Ashcroft voted against a program to discourage teenage smoking, proposed by John McCain. He was the only Senator, Democratic or Republican, who did so in committee. He was also “concerned that the DOJ lawsuit against the tobacco industry could set an unwise precedent leading to the federal government filing lawsuits against countless other legal industries.” He opposed James Hormel’s nomination as ambassador because Hormel is gay. His rationale? “He had recruited me, when I was a student in college, to go to the University of Chicago Law School [where Mr. Hormel was then an assistant dean].” Ashcroft referred to Brady (of the Brady bill) as “the leading enemy” of responsible gun owners.
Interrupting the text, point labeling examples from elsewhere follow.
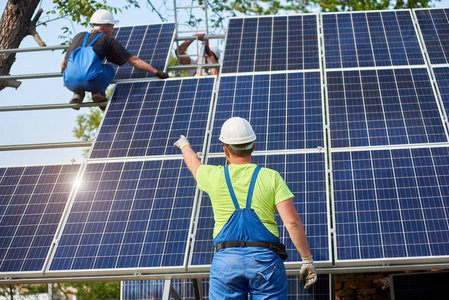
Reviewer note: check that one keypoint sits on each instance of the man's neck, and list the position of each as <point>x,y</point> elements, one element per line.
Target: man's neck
<point>239,160</point>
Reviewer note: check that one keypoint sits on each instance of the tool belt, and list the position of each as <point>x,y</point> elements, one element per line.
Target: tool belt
<point>277,248</point>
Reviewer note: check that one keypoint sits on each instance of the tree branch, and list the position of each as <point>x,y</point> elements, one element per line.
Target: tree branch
<point>32,30</point>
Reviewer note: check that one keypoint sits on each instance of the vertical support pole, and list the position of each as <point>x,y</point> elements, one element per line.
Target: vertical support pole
<point>166,293</point>
<point>50,291</point>
<point>198,288</point>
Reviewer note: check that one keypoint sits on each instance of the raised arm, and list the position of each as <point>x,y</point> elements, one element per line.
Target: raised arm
<point>190,158</point>
<point>144,66</point>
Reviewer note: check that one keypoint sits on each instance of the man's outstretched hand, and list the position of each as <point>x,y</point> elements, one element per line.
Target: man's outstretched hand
<point>161,75</point>
<point>307,273</point>
<point>181,143</point>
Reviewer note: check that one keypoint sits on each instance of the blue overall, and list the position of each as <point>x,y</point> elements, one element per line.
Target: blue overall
<point>237,271</point>
<point>85,71</point>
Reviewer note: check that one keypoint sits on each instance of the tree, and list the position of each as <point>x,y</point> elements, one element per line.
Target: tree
<point>16,24</point>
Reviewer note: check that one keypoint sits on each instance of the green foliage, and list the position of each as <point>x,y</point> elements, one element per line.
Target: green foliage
<point>87,124</point>
<point>80,11</point>
<point>65,291</point>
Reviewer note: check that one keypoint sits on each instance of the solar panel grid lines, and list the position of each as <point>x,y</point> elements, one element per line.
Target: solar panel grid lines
<point>434,28</point>
<point>383,107</point>
<point>441,75</point>
<point>361,39</point>
<point>285,109</point>
<point>279,43</point>
<point>32,201</point>
<point>391,205</point>
<point>127,216</point>
<point>305,175</point>
<point>151,43</point>
<point>146,118</point>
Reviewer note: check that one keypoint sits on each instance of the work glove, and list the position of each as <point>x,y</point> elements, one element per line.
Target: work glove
<point>161,75</point>
<point>307,272</point>
<point>200,36</point>
<point>181,143</point>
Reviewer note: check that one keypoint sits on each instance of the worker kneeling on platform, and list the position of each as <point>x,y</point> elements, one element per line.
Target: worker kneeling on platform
<point>249,256</point>
<point>83,68</point>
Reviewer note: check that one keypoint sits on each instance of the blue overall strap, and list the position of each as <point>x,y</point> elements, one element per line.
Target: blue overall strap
<point>231,190</point>
<point>251,187</point>
<point>91,42</point>
<point>85,39</point>
<point>250,190</point>
<point>95,39</point>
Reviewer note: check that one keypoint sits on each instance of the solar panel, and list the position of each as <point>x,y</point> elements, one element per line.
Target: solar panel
<point>145,118</point>
<point>368,39</point>
<point>383,107</point>
<point>153,289</point>
<point>151,43</point>
<point>391,204</point>
<point>434,26</point>
<point>270,43</point>
<point>442,79</point>
<point>285,110</point>
<point>32,200</point>
<point>306,177</point>
<point>126,215</point>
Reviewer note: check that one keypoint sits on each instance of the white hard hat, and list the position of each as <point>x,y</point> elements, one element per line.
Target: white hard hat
<point>102,17</point>
<point>236,131</point>
<point>216,51</point>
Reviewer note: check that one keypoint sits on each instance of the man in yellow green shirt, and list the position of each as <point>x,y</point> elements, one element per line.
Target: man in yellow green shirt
<point>244,197</point>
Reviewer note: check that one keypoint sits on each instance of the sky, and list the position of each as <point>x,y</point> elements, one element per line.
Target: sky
<point>56,125</point>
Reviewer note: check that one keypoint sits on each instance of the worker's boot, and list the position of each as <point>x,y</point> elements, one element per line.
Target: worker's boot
<point>77,99</point>
<point>99,97</point>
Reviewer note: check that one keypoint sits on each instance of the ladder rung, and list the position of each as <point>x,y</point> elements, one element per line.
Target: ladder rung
<point>193,6</point>
<point>187,31</point>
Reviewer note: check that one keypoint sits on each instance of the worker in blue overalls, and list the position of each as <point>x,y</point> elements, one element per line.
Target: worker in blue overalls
<point>249,257</point>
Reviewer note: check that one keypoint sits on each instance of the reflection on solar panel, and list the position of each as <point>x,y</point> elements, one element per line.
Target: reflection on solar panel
<point>145,118</point>
<point>305,176</point>
<point>150,43</point>
<point>434,25</point>
<point>32,200</point>
<point>442,78</point>
<point>153,289</point>
<point>391,203</point>
<point>383,107</point>
<point>272,44</point>
<point>368,39</point>
<point>128,215</point>
<point>285,110</point>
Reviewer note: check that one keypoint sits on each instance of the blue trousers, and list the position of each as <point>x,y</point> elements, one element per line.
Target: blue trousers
<point>235,272</point>
<point>100,83</point>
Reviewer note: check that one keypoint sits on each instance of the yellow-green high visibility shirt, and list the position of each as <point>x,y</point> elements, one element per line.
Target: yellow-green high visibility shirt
<point>269,190</point>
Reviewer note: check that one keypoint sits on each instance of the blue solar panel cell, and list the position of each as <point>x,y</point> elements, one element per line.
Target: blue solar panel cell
<point>306,178</point>
<point>391,203</point>
<point>128,215</point>
<point>151,43</point>
<point>146,118</point>
<point>285,110</point>
<point>32,200</point>
<point>383,107</point>
<point>271,44</point>
<point>434,25</point>
<point>442,78</point>
<point>369,39</point>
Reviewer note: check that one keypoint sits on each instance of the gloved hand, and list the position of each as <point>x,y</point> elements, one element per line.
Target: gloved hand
<point>307,272</point>
<point>161,75</point>
<point>200,36</point>
<point>181,143</point>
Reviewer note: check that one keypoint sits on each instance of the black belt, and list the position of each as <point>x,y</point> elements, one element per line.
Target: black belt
<point>277,248</point>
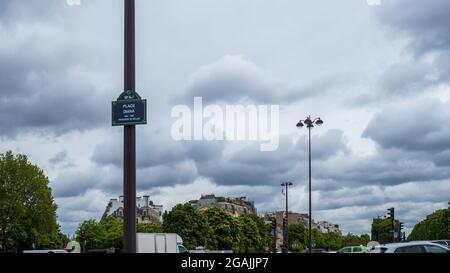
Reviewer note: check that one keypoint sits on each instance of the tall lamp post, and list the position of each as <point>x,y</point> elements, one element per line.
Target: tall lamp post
<point>129,159</point>
<point>286,219</point>
<point>310,123</point>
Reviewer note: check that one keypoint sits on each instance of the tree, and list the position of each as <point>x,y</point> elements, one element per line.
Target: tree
<point>298,237</point>
<point>333,241</point>
<point>107,233</point>
<point>27,209</point>
<point>256,234</point>
<point>191,225</point>
<point>434,227</point>
<point>225,228</point>
<point>150,228</point>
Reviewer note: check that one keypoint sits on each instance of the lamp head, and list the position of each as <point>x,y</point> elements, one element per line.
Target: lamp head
<point>319,122</point>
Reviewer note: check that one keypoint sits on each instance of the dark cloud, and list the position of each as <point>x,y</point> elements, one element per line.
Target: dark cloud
<point>58,158</point>
<point>45,84</point>
<point>426,22</point>
<point>236,79</point>
<point>158,149</point>
<point>250,166</point>
<point>419,126</point>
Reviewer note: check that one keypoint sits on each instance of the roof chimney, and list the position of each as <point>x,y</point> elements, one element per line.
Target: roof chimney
<point>146,198</point>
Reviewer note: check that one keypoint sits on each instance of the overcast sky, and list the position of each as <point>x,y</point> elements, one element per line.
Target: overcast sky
<point>378,75</point>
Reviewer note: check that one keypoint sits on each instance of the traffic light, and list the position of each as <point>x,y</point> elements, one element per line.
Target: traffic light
<point>391,213</point>
<point>274,223</point>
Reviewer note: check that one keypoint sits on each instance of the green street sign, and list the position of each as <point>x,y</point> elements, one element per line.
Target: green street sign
<point>129,109</point>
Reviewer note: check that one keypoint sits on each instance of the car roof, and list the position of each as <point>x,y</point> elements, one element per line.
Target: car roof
<point>412,244</point>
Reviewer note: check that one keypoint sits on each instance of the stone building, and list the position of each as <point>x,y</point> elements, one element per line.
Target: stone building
<point>146,211</point>
<point>236,206</point>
Ashcroft opposed a nominee who was the first woman to head the California Bar Association and whom Orrin Hatch recommended — supposedly because she promoted pro bono legal work for the poor!


When Judge Ronnie White, of the Missouri Supreme Court, was nominated to the federal branch, Ashcroft denigrated White as having shown “a tremendous bent toward criminal activity.” But in 59 capital cases before the Missouri court, he had voted 18 times to reverse the death sentence. Ten of those 18 the court was unanimously for reversal. Ashcroft never even question White during the hearings about the two cases with which he said he had a problem. Republican Arlen Specter of Pennsylvania told Judge White the other day, “The Senate owes you an apology.” White was black and pro-choice. Ashcroft opposed a nominee who was the first woman to head the California Bar Association and whom Orrin Hatch recommended — supposedly because she promoted pro bono legal work for the poor! He voted against the first Asian (female) to the federal branch. He opposed 2 Surgeon General nominees for their pro-choice stance.
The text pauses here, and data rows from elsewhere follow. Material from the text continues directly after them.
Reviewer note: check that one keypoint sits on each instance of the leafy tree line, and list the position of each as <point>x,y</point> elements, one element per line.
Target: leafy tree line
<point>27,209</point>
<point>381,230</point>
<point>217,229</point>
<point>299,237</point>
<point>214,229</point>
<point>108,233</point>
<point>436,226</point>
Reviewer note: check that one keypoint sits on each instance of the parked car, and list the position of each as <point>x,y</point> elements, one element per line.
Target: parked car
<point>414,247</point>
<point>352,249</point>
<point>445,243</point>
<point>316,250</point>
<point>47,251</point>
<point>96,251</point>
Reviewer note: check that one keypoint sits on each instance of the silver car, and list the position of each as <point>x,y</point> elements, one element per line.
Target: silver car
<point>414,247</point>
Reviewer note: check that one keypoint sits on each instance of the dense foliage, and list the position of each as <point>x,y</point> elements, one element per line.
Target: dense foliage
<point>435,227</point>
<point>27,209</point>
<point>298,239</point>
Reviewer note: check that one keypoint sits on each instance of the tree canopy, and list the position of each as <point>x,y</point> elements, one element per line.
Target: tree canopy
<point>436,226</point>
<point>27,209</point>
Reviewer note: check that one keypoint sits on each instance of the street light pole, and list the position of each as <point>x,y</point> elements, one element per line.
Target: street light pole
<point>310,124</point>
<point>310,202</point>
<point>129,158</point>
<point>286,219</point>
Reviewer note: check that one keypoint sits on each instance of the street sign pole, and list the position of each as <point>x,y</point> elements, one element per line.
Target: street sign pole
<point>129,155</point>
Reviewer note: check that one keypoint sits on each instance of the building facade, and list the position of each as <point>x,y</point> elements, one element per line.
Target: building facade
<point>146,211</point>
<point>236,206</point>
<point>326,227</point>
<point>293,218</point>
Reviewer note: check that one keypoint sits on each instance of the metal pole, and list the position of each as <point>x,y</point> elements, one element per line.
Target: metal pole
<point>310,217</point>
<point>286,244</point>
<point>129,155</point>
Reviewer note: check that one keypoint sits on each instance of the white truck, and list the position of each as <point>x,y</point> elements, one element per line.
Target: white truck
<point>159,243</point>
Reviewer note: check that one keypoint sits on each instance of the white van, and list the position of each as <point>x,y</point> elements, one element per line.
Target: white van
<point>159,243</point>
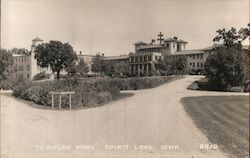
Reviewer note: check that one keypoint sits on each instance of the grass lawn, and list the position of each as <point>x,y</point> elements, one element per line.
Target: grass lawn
<point>224,120</point>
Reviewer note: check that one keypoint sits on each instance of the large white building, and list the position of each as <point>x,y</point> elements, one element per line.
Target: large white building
<point>144,61</point>
<point>25,65</point>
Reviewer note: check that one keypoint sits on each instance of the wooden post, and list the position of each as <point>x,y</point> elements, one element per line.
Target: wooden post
<point>70,101</point>
<point>52,97</point>
<point>60,101</point>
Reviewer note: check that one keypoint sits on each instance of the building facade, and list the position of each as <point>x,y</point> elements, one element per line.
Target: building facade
<point>116,65</point>
<point>88,59</point>
<point>147,55</point>
<point>144,64</point>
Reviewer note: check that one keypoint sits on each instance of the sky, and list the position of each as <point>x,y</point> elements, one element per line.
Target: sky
<point>113,26</point>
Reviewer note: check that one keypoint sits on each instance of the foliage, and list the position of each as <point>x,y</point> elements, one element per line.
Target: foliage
<point>226,67</point>
<point>89,92</point>
<point>97,65</point>
<point>40,76</point>
<point>56,55</point>
<point>173,65</point>
<point>82,68</point>
<point>136,83</point>
<point>71,69</point>
<point>6,62</point>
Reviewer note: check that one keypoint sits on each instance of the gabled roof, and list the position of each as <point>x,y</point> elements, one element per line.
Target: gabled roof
<point>140,42</point>
<point>188,52</point>
<point>120,57</point>
<point>212,47</point>
<point>151,46</point>
<point>175,40</point>
<point>37,39</point>
<point>181,41</point>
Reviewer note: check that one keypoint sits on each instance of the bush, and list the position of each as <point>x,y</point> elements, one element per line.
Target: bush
<point>40,76</point>
<point>225,68</point>
<point>87,92</point>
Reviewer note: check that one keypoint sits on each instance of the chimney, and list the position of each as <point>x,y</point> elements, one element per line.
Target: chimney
<point>152,41</point>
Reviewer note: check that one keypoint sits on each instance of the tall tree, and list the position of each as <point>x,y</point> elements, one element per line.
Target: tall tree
<point>225,67</point>
<point>5,63</point>
<point>56,55</point>
<point>82,67</point>
<point>71,69</point>
<point>98,65</point>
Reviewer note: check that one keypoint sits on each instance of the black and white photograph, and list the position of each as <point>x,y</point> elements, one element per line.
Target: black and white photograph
<point>124,78</point>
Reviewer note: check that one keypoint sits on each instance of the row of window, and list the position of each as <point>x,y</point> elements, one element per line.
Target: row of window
<point>196,56</point>
<point>140,66</point>
<point>149,50</point>
<point>198,65</point>
<point>21,67</point>
<point>21,59</point>
<point>22,75</point>
<point>143,58</point>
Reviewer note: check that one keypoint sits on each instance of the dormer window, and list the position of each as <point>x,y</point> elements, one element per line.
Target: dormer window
<point>178,47</point>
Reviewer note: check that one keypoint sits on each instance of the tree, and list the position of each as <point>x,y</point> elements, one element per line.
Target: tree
<point>82,67</point>
<point>5,62</point>
<point>98,65</point>
<point>56,55</point>
<point>71,69</point>
<point>225,67</point>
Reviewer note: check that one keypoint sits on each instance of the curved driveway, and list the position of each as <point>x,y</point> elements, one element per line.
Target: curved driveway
<point>152,118</point>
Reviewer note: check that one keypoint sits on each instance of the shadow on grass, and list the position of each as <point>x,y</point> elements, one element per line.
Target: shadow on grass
<point>121,96</point>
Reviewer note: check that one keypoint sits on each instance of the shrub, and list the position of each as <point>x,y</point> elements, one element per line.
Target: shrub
<point>40,76</point>
<point>87,92</point>
<point>225,68</point>
<point>236,89</point>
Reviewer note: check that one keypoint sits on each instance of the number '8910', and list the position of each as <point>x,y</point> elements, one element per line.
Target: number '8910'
<point>209,146</point>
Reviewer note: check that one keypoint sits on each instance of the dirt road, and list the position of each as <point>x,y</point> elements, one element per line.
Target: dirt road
<point>152,123</point>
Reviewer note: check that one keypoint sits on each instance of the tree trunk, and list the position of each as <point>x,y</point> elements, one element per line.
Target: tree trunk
<point>58,75</point>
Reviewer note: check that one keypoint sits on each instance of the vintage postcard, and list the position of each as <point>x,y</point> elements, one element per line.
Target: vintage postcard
<point>124,78</point>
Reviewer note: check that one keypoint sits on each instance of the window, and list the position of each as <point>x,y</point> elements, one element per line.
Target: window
<point>136,67</point>
<point>136,59</point>
<point>156,57</point>
<point>132,59</point>
<point>149,58</point>
<point>149,66</point>
<point>140,58</point>
<point>20,67</point>
<point>178,47</point>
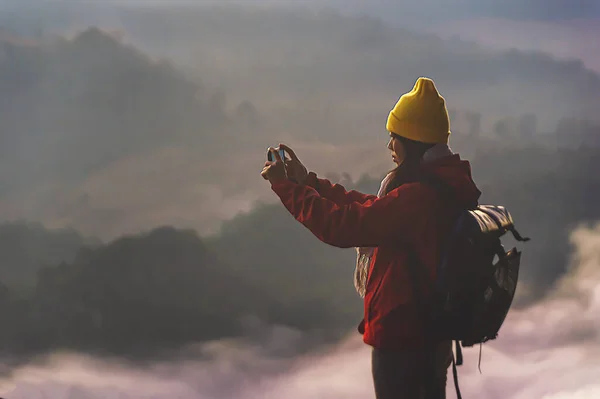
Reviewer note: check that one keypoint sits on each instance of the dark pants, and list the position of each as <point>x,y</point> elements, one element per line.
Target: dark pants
<point>411,373</point>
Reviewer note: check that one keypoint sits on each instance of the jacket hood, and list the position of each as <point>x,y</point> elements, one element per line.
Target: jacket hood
<point>457,174</point>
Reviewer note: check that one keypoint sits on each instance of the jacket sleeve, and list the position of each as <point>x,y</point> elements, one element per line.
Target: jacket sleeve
<point>336,192</point>
<point>372,223</point>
Ashcroft voted against funding for AIDS research, to weaken the 1977 Community Reinvestment Act, and to shut down the government in 1999 (the last act by himself). He wants to abolish Social Security, stop any anti-tobacco efforts, and to eliminate the National Endowment for the Art. He supported no fewer than seven proposed constitutional amendments (none of which was adopted by Congress), including one that would alter the ratification process!